Die Koalition aus ÖVP und FPÖ wird nicht einmal mehr bis zu den voraussichtlich im September 2019 stattfindenden Nationalratsneuwahlen fortgesetzt. Den von Bundeskanzler Sebastian Kurz vorgeschlagenen Deal, wonach im Gegenzug zu Innenminister Herbert Kickls Demission das derzeitige Regierungsbündnis wenigstens noch bis zum nächsten Urnengang Bestand haben sollte, wurde von dem Kärntner abgelehnt. Vielmehr kündigten seine in Ministerpositionen befindlichen Parteifreunde ihr Ausscheiden aus dem Amt an, sollte Kurz dem Bundespräsidenten die Entlassung Kickls vorschlagen.
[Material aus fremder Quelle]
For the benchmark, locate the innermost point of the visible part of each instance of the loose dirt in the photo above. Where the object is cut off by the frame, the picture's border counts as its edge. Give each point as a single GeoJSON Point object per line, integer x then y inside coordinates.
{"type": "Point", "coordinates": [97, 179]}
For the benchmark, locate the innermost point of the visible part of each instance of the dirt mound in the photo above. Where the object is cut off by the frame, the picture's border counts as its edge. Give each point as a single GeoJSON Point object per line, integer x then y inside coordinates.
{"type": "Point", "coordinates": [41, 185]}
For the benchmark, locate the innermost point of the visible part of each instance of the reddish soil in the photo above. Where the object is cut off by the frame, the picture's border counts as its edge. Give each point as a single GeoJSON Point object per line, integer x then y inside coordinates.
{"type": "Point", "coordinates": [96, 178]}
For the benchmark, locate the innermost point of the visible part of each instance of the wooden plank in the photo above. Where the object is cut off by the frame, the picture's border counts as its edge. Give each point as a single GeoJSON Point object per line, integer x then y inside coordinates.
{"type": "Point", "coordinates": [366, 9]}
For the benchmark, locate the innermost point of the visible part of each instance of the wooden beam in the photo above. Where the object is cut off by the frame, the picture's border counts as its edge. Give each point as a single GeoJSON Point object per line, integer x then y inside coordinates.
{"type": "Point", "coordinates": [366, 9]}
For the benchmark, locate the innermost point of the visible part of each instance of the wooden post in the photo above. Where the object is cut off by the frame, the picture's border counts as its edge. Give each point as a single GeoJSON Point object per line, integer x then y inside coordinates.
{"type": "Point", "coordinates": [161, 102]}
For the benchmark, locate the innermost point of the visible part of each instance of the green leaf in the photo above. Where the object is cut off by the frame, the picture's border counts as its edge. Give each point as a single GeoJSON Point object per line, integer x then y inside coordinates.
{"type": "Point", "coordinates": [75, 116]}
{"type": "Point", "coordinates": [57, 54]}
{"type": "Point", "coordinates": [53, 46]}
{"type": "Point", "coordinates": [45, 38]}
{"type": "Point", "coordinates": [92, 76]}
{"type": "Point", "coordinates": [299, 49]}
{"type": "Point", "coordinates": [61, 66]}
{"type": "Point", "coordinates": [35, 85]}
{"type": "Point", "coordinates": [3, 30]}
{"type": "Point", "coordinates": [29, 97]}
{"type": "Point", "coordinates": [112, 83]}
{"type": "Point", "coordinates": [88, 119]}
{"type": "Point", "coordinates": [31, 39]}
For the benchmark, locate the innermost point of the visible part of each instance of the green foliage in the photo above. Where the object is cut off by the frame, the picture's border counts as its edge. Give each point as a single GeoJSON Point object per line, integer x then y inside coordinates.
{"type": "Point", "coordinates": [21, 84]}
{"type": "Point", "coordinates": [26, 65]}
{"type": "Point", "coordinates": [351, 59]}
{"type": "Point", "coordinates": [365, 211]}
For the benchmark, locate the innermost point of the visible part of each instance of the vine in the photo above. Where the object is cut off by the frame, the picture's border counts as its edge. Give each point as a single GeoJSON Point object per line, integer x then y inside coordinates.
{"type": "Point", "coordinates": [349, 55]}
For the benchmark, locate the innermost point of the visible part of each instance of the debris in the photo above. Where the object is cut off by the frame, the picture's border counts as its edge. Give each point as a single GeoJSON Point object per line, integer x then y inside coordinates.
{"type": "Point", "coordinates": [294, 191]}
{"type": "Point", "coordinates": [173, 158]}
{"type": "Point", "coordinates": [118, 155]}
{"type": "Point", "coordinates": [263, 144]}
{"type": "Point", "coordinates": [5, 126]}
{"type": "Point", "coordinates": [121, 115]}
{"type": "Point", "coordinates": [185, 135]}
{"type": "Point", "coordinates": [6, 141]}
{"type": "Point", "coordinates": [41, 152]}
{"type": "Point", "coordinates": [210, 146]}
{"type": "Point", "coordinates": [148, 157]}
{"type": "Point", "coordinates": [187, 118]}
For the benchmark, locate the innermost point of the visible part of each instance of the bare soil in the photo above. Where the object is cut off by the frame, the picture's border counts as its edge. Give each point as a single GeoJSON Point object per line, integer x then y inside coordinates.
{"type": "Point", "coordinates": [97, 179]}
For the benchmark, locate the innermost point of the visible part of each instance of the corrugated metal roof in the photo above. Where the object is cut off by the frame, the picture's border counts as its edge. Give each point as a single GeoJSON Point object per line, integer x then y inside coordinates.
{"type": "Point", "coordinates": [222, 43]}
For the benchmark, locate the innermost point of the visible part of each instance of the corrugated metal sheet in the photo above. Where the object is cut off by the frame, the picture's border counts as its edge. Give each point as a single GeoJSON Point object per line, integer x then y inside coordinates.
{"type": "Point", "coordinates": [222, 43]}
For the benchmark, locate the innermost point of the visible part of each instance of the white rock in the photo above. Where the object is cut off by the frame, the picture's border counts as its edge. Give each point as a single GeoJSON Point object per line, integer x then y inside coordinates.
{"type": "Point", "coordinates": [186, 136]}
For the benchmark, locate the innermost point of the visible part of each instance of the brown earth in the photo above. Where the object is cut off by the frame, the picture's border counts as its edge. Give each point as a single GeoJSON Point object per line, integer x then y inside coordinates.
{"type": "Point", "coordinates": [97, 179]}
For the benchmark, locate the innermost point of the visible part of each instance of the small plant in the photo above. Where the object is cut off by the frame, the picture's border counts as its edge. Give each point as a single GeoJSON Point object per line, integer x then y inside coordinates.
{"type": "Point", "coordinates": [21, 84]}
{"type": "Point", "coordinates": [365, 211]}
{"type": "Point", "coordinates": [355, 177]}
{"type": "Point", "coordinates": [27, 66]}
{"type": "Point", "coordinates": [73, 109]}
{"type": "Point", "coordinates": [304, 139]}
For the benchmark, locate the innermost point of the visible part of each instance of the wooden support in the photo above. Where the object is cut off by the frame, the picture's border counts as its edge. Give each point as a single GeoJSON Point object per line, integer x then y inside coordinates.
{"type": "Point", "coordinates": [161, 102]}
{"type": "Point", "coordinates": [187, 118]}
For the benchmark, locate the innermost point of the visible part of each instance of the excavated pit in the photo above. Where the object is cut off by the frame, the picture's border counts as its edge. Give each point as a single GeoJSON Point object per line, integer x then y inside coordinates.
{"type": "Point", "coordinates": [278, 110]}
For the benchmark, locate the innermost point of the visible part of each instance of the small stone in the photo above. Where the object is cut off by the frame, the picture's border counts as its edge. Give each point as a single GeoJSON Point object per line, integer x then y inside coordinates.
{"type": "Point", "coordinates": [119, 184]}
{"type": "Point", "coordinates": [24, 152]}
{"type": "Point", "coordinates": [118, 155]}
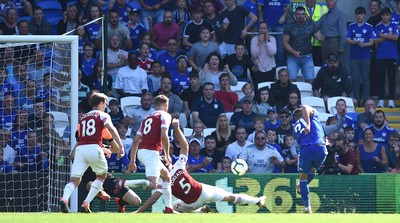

Verfassungsrechtlicher Hintergrund: Gemäß Artikel 70 Absatz 1 Satz 1 Halbsatz 2 Bundes-Verfassungsgesetz (B-VG) erfolgt die Entlassung einzelner Mitglieder der Bundesregierung auf Vorschlag des Bundeskanzlers. Den Bundeskanzler oder die gesamte Bundesregierung kann der Bundespräsident hingegen aus Eigenem (also ohne Vorschlag) ihrer Funktion entheben.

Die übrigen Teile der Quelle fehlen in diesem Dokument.